PhD Defence • Empirical Software Engineering • Studying Practical Challenges of Automated Code Review Suggestions

Tuesday, September 17, 2024 2:30 pm - 5:30 pm EDT (GMT -04:00)

Please note: This PhD defence will take place in DC 1304.

Farshad Kazemi, PhD candidate
David R. Cheriton School of Computer Science

Supervisor: Professor Shane McIntosh

Code review is a critical step in software development, focusing on systematic source code inspection. It identifies potential defects and enhances code quality, maintainability, and knowledge sharing among developers. Despite its benefits, it is time-consuming and error-prone. Therefore, tool builders have developed tools such as Code Reviewer Recommendation (CRR) approaches to streamline the process. However, when deployed in real-world scenarios, they often fail to account for various complexities, making them impractical or even harmful.

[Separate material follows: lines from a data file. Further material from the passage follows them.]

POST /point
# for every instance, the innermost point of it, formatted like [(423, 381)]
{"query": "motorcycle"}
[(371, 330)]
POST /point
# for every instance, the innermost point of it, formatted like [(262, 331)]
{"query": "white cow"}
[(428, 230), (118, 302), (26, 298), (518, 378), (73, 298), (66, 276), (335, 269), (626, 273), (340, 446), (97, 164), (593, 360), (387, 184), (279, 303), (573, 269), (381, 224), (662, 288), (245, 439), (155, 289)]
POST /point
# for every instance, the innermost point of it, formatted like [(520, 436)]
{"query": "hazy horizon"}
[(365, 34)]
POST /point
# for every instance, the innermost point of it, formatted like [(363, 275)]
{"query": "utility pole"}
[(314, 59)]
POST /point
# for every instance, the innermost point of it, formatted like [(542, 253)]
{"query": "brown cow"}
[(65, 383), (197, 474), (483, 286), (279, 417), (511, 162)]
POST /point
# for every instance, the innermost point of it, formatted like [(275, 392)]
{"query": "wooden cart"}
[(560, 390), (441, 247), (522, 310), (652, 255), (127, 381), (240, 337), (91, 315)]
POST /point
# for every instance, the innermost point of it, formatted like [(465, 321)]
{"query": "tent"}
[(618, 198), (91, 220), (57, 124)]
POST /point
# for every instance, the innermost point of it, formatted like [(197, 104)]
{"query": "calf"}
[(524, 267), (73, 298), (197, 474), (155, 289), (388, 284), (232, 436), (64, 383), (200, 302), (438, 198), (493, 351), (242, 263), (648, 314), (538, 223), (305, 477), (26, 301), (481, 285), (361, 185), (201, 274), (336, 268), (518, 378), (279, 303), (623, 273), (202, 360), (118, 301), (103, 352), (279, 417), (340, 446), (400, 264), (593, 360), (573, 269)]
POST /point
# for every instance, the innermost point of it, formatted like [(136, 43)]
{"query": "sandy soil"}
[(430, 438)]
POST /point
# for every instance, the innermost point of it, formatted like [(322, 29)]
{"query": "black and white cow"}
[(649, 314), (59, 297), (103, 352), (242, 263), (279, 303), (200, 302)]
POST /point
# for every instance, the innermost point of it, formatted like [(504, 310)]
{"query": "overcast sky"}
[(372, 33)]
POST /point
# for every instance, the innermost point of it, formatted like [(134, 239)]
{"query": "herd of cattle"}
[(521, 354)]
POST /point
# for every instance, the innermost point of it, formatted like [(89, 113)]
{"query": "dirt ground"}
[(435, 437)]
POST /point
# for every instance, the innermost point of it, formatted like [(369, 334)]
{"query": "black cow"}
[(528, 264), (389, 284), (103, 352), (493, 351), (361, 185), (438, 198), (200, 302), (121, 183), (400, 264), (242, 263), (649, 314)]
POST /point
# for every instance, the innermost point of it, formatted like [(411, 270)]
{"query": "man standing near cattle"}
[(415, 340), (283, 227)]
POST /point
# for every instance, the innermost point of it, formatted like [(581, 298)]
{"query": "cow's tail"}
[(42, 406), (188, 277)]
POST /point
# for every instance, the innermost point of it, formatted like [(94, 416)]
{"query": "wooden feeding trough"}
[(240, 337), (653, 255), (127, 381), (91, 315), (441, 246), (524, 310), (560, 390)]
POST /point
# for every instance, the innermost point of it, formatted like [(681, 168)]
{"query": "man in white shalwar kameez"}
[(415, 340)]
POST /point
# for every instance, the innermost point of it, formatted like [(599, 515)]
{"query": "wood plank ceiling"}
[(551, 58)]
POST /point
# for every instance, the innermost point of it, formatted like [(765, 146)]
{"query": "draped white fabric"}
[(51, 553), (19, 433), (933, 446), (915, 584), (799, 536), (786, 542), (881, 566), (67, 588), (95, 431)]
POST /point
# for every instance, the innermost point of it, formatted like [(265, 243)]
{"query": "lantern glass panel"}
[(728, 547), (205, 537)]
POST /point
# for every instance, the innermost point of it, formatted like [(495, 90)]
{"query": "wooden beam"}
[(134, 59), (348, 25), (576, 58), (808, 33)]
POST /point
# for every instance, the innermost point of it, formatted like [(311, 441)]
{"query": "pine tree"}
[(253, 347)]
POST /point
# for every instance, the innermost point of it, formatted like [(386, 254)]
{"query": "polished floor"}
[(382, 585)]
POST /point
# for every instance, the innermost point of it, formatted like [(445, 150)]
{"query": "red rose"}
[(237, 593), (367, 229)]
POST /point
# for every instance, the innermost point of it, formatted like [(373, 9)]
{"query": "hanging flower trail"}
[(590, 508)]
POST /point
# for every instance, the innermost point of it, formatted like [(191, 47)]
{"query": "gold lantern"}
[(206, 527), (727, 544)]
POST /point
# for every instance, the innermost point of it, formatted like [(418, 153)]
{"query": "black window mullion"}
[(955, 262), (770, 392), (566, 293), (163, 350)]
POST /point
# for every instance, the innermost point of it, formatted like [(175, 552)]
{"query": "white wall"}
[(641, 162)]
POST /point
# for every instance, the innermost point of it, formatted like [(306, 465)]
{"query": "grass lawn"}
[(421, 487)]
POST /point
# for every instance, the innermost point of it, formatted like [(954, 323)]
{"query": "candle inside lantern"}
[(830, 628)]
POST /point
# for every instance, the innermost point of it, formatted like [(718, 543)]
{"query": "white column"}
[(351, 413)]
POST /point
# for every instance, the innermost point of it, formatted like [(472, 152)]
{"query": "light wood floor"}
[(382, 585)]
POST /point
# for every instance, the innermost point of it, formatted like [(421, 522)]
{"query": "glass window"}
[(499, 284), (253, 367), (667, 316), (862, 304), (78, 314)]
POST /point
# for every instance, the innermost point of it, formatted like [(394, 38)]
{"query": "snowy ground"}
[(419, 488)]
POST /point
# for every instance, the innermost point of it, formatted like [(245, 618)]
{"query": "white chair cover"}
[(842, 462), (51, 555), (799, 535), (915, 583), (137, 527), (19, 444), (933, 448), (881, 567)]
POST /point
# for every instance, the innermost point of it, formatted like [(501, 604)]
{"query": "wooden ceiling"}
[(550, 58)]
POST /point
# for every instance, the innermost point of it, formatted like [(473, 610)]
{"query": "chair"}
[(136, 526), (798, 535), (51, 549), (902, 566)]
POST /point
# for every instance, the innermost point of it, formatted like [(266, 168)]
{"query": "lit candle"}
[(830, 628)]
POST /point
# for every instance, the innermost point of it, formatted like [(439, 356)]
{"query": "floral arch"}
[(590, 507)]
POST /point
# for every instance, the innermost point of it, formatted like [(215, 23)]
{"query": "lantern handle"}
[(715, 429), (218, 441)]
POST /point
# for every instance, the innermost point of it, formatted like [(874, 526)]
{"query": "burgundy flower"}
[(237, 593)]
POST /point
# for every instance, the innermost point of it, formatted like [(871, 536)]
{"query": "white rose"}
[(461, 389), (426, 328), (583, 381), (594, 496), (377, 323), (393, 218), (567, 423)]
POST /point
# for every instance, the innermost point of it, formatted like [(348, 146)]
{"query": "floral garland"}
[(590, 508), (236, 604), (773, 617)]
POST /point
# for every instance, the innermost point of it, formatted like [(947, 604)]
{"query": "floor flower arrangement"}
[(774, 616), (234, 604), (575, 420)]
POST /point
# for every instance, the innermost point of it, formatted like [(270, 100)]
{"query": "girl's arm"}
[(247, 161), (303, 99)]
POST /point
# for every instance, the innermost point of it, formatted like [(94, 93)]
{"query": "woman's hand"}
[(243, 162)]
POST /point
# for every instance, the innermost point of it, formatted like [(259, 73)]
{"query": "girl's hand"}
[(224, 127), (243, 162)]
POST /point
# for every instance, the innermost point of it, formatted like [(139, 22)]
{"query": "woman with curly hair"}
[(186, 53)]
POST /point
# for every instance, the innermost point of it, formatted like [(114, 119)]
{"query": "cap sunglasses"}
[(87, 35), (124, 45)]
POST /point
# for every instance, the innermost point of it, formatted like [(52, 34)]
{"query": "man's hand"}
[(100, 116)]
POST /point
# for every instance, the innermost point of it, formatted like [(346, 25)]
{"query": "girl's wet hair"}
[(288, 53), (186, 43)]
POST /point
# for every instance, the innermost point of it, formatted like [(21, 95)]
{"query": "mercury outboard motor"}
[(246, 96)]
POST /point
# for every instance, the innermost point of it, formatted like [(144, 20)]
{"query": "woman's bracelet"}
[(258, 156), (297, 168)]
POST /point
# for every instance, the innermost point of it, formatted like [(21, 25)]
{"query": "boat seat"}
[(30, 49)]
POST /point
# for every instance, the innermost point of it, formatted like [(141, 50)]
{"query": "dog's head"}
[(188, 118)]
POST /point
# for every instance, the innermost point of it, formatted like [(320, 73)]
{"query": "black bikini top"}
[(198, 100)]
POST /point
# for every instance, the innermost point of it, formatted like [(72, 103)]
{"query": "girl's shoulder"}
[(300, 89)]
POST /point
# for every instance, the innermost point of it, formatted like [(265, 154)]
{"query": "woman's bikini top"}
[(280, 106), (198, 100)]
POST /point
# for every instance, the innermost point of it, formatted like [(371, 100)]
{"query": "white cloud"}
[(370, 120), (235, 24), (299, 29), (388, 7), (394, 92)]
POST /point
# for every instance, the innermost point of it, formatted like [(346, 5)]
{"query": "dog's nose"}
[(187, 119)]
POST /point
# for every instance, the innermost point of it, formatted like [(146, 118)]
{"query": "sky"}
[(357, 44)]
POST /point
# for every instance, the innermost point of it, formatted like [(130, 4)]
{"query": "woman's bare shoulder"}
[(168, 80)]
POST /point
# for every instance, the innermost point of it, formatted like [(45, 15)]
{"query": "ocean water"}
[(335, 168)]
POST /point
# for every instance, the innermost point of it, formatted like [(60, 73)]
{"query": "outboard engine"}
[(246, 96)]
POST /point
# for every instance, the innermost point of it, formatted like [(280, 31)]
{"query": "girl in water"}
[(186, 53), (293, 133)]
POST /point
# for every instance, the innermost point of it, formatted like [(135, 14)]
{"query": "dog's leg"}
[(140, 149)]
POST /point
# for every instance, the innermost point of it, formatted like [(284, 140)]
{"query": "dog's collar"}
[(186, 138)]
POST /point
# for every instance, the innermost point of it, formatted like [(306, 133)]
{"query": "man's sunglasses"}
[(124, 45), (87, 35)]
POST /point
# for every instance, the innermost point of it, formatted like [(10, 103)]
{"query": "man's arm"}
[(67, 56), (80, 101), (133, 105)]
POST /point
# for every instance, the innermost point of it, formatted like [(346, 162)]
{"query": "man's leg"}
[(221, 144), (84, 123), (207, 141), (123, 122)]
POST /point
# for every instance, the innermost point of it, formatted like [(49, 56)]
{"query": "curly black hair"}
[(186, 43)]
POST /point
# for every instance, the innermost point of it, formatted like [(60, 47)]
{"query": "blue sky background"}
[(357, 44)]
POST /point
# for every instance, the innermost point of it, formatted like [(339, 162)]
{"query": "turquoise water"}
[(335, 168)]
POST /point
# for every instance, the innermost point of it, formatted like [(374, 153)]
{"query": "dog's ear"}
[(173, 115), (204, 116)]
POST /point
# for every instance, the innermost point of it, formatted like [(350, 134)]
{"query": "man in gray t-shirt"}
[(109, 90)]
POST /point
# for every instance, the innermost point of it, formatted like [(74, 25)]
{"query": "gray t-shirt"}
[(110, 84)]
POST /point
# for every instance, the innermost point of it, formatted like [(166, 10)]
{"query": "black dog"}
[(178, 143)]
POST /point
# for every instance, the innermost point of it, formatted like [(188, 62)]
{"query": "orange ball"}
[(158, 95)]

This thesis aims to identify and address challenges at various stages of the code review process: validity of recommendations, quality of the recommended reviewers, and the necessity and usefulness of CRR approaches considering emerging alternative automation. We approach these challenges in three empirical studies presented in three chapters of this thesis.

First, we empirically explore the validity of the recommended reviewers by measuring the rate of stale reviewers, i.e., those who no longer contribute to the project. We observe that stale recommendations account for a considerable portion of the suggestions provided by CRR approaches, accounting for up to 33.33% of the recommendations, with a median share of 8.30% of all the recommendations. Based on our analysis, we suggest separating the reviewer contribution recency from the other factors used by the CRR objective function. The proposed filter reduces the staleness of recommendations, i.e., the Staleness Reduction Ratio (SRR) improves between 21.44%–92.39%.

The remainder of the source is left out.